For now, I’m trying to hold on to that moment, to affirm my ‘gut’ feelings about this, to have some hope I’m not going to ebb away.
A few tips
- Don’t congratulate people on weight loss. You have no idea why they’ve lost weight and it isn’t your business. If they are sick, you are congratulation them unintentionally on being sick. That’s gross.
- Don’t offer solutions or suggestions or remedies unless you are asked.
- Do say things like “I’m sorry you are going through this. Is there anything I can do?” or even “That fucking sucks.”
- Ask if you can send a casserole or the equivalent.
- Don’t offer up your own medical horror story unless asked.
- Don’t ever ever compare people’s medical traumas. It isn’t a competition.
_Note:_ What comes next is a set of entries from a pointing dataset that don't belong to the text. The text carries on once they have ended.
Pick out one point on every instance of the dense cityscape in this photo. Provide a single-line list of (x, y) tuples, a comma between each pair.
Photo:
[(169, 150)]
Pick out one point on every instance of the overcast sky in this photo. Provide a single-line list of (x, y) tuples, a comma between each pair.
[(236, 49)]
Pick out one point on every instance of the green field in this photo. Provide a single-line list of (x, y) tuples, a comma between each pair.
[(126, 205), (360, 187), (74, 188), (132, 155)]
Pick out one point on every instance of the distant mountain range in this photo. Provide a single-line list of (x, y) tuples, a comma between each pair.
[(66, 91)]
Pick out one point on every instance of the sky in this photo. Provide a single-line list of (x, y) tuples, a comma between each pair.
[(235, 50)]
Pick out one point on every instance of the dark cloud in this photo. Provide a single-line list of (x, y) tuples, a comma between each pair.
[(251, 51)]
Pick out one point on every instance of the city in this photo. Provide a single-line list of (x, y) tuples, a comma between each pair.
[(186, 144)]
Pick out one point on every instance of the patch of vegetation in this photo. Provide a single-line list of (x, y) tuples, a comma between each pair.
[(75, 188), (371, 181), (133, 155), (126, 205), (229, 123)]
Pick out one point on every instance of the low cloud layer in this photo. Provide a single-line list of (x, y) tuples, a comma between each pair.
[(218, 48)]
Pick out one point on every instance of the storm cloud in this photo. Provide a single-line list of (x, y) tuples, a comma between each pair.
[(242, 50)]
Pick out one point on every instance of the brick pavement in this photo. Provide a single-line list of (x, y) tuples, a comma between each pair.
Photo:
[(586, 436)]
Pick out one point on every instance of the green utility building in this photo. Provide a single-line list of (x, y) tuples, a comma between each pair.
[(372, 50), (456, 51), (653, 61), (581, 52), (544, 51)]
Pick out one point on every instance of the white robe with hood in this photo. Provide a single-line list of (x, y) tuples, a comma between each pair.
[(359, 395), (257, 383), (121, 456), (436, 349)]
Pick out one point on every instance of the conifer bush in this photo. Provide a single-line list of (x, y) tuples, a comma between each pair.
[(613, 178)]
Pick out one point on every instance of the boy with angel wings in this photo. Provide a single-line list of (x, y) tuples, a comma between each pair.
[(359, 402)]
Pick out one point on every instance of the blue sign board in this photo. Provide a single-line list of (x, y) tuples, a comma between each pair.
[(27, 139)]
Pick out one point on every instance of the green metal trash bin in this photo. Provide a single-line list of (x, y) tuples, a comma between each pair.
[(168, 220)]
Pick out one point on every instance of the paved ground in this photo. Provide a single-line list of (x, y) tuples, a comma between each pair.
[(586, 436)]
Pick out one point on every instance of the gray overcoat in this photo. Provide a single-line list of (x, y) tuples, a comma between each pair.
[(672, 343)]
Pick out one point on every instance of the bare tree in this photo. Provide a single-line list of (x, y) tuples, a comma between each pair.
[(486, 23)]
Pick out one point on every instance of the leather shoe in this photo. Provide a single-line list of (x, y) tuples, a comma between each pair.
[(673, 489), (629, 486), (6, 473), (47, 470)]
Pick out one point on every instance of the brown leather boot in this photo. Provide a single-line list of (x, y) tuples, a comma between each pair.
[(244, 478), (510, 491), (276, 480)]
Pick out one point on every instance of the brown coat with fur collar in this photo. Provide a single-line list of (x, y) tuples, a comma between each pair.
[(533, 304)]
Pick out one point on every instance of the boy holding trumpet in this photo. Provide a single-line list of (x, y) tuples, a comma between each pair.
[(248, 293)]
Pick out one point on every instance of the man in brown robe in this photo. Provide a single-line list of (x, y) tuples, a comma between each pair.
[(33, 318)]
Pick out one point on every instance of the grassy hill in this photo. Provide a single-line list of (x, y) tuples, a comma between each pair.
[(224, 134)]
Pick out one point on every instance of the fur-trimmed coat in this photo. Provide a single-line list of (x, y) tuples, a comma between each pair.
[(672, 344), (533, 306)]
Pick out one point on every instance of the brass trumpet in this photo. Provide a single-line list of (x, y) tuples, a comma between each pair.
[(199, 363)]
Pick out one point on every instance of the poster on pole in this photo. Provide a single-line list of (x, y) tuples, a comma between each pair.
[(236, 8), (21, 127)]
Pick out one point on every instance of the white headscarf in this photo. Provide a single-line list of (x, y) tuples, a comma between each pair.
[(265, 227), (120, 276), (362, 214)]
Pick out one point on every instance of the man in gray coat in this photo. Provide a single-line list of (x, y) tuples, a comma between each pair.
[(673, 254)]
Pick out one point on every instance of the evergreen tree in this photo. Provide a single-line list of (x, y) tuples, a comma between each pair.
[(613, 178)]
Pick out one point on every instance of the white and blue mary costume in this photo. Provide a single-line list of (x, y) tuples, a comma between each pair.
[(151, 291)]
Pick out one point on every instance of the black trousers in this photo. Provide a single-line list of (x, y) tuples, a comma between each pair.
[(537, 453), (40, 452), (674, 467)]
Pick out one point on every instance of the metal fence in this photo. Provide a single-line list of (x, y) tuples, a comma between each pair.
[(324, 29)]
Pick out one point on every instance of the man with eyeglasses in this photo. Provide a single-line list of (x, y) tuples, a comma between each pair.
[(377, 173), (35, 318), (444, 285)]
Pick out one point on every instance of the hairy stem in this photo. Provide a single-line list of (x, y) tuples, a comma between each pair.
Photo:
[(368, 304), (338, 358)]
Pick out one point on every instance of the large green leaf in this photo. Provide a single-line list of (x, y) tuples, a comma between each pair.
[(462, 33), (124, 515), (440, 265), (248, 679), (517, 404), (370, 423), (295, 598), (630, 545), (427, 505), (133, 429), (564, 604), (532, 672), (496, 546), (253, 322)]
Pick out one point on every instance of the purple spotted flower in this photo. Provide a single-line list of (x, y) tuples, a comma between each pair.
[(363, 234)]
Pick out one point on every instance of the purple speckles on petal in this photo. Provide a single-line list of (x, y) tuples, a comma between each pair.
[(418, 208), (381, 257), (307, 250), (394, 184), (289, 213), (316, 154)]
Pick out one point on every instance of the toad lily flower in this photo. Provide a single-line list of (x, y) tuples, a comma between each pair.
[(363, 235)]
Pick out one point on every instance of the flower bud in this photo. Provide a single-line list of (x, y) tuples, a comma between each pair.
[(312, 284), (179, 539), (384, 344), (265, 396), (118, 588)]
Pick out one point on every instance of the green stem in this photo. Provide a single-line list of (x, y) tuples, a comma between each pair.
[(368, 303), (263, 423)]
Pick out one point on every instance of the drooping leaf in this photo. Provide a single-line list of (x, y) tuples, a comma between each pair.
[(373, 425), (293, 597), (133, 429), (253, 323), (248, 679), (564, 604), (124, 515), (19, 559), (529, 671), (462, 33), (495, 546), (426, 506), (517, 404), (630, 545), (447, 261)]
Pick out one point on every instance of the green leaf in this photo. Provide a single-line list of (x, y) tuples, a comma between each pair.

- Don’t diagnose me – whether it is celiac or Lyme disease or GERD or lupus, you aren’t a doctor or your aren’t my doctor and if you were, I wouldn’t be chatting with you on Facebook.
- Post a FB hug on my timeline and then contact me privately to discuss details.
- Want to help? Laura is buying me an adult tricycle for my upcoming birthday so I can get some fresh air, carry my cat stuff to the colony, and not worry about balance. Also, it will be fun.
I have never run a marathon, but I’m assuming I’m around mile 13 and wondering how the fuck I will finish this thing. I hope one more test then a procedure scheduled. Do I want a balloonioplasty or the hardcore surgery? I don’t know. I do know if they tell me I must do the medication route for it to fail and trigger insurance authorization, I am going to scream.
There’s comes a moment when you realize that you have to wrest control of your healthcare from people who don’t actually care about you or see you as a number or a puzzle piece in an insurance braingame. I see that when I bluntly describe myself as a fat queer woman with mental illness to any medical provider and watch them sputter. It is throwing my diminishing weight around if you like.
Now, I need to move onto my next moment.